Si l'apparition du multiple est à l'origine de l'oubli de l'unité, le jeu de la diversité ne s'inscrit toutefois pas dans un mouvement cyclique d'éternel retour. La finalité du jeu n'est pas de réintégrer l'état originel de « non-séparation » de l'âme individuelle dans la conscience universelle. L'instant créateur de la diversité est une illusion, la diffraction de l'Un dans le multiple n'a pas de point d'origine, « ...le yogin doit toujours adorer Shiva et Shakti ensemble et non l'un sans l'autre. L'Un et le multiple sont inséparablement liés pour l'Éternité[xv] ».

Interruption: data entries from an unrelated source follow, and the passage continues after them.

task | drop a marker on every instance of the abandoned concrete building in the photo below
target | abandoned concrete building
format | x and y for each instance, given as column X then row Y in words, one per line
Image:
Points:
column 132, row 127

Dans ce que l'on peut appeler, par l'arbitraire du langage, son « état initial », la perspective que l'atman a sur lui-même ne lui permet pas d'être conscient de son unité spirituelle. En faisant l'expérience de la diversité, c'est-à-dire en adoptant « le point de vue de la dualité », l'atman peut prendre conscience que le multiple n'est qu'un aspect, une facette, de l'unique, le brahman. L'expérience de la dualité est nécessaire à la conscience de l'unité.

Le jeu de la création est impartial. Un « jeu » dans lequel chaque événement, agréable comme désagréable, chaque épreuve, positive comme négative, a un sens que nous devons questionner. Aucune n'est un accident ou une fatalité. Toutes sont des opportunités d'explorer le point de vue de la dualité. Chaque expérience peut donc avoir pour effet, soit de renforcer l'illusion du point de vue de la dualité, qui obscurcit notre jugement, renforce l'emprise de nos dépendances et de nos conditionnements, nourrit de son énergie le cercle karmique des désirs de l'ego, soit d'éclairer par sa perspective le discernement spirituel de notre unité.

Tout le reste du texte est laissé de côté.